Nous avons vu que la parole de Dieu est originellement une parole œuvrante : « Dieu dit "Lumière soit"... Lumière est. » Mais quand Dieu dit « Tu ne mangeras pas » ça mange ! Que s'est-il passé ? La parole a été désœuvrée. Par qui ? C'est le serpent qui en a fait une parole de loi, et en plus une parole de loi intéressée.
C'est la question se pose Paul en Rm 7 : comment expliquer que la parole de Dieu qui est donnante soit une parole qui, en Gn 3, est désœuvrée, une parole qui n'accomplit pas l'œuvre ? Si vous restez dans la perspective de la loi, il n'y a pas de problème. Une loi dit : tu dois, mais elle ne donne pas que je fasse, donc si je ne fais pas ce n'est pas un problème. Si la parole de Dieu était une loi, il n'y aurait donc pas de problème, et c'est pourquoi vous n'avez pas de problème, parce que vous savez que la parole de Dieu est une loi et que vous êtes libres et que, dans le "tu dois", ou je fais, ou je ne fais pas ! Mais ce n'est pas du tout la pensée de Paul. C'est un vrai scandale qu'il y ait une parole de Dieu efficace, la parole créatrice et qu'elle soit précisément inefficace dans ce lieu majeur. La question est de savoir ce qui la rend inefficace !
[1] Dans la Bible le sommeil peut désigner la mort, par exemple en Jn 11 Jésus le dit explicitement à propos de Lazare : « Il leur dit : "Lazare notre ami dort ; mais je vais le réveiller."… Jésus avait parlé de sa mort, alors que ceux-ci pensaient qu'il parlait à propos de l'assoupissement du sommeil. » (Jn 11, 11-13).

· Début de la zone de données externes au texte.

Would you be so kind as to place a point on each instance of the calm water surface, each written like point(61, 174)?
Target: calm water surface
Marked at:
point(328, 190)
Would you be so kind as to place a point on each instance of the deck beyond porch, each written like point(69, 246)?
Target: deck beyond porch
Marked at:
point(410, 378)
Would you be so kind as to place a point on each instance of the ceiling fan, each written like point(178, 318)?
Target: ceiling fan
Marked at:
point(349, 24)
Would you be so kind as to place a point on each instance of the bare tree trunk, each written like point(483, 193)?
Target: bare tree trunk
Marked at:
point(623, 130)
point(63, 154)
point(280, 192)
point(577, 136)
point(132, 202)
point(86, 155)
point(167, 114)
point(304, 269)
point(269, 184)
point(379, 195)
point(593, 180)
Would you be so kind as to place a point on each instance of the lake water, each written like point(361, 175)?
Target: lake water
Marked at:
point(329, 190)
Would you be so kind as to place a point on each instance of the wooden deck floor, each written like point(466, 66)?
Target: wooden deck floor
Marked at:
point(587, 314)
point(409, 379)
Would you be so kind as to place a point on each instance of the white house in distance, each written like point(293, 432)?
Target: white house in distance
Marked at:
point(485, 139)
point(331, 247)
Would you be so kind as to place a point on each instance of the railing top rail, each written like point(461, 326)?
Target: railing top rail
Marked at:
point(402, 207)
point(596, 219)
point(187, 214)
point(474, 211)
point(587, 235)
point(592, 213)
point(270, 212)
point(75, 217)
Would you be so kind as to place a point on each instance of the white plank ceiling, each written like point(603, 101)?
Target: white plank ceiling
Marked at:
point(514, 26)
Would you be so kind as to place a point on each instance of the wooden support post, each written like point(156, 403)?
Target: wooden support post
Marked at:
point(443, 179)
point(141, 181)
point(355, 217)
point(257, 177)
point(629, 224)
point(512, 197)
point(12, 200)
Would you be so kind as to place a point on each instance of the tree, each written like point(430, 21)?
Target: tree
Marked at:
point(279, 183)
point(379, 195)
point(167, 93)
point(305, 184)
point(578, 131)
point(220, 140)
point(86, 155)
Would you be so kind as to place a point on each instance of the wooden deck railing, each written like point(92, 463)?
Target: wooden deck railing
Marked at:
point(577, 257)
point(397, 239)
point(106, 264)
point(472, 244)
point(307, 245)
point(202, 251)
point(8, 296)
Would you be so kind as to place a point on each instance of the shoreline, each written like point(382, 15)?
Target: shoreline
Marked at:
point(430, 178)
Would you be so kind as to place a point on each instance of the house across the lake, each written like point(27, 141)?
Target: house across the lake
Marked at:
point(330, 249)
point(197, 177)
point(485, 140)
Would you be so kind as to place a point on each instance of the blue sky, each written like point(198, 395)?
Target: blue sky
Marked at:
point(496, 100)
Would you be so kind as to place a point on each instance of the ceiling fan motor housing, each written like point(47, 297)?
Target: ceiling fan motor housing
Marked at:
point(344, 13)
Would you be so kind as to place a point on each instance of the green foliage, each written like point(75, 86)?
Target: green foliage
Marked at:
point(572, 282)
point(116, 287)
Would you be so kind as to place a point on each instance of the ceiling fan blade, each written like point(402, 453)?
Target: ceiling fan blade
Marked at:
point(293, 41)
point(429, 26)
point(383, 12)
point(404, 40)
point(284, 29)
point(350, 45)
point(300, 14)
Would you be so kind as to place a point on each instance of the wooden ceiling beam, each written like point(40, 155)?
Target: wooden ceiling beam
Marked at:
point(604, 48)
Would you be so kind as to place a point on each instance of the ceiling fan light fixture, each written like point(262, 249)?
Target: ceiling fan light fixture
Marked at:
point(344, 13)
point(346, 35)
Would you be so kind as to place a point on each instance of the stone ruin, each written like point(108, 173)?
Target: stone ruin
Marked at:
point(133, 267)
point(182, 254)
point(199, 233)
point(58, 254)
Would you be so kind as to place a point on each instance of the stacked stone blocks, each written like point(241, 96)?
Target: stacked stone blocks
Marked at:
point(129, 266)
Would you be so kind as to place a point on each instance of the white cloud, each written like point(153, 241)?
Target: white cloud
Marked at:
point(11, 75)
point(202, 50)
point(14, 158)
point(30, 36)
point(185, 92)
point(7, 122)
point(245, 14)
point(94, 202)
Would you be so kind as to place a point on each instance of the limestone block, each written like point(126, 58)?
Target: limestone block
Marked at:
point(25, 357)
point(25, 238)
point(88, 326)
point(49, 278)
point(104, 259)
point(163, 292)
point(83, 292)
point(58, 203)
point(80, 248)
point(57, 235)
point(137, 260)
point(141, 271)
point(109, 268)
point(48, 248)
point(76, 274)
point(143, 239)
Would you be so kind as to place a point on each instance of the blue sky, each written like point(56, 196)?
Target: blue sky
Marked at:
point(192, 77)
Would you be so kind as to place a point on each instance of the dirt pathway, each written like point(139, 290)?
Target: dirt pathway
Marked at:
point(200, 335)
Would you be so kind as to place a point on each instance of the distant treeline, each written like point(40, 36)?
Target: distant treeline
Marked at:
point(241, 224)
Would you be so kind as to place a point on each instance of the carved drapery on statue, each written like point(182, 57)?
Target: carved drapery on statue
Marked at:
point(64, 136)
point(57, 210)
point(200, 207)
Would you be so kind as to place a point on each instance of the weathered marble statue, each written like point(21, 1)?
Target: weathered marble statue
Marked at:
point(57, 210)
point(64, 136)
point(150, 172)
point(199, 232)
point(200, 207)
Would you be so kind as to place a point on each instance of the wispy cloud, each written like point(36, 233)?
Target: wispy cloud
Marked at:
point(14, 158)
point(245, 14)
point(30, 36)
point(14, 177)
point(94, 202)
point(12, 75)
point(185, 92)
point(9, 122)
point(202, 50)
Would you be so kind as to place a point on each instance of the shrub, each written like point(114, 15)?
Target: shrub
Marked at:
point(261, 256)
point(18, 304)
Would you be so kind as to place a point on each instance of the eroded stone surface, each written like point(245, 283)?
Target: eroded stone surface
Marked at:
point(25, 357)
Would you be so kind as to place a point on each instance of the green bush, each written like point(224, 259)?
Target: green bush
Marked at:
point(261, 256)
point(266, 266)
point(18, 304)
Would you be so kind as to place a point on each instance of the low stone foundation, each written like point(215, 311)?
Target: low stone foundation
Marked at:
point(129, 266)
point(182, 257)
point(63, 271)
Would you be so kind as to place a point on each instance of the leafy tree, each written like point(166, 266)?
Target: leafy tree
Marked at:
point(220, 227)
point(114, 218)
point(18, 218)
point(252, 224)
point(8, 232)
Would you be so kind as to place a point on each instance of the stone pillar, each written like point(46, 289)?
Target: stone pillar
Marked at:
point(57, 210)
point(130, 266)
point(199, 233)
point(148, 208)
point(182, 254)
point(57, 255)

[2] Le récit est tel qu'on peut se demander si ce n'est pas la parole de Jésus elle-même qui suscite cette grande crainte. On a quelque chose de semblable en Jn 6, 17c-20, une scène du même type, mais où Jésus n'est pas endormi dans la barque, il vient rejoindre les disciples. Dans la session sur "Jean 6" J-M Martin a mis en évidence ceci : le trouble des disciples est d'abord une crainte causée par la nuit venue et la mer furieuse, mais la venue de Jésus ne guérit pas d'abord ce trouble, sa venue est même la cause majeure du trouble. « D'une certaine manière ce qui devrait faire peur c'est le chambardement, mais ce qui fait peur c'est aussi la venue de Jésus. La signification profonde de cela, c'est que l'avènement d'un ordre révèle mon état chaotique : ce qui révèle mon ignorance antérieure, c'est l'avènement de la connaissance qui vient. » Cf. Chapitre 3 : v. 14-29, Deux épisodes maritimes c'est au II 2), et dans la transcription il y a un petit schéma pour illustrer les deux antériorités.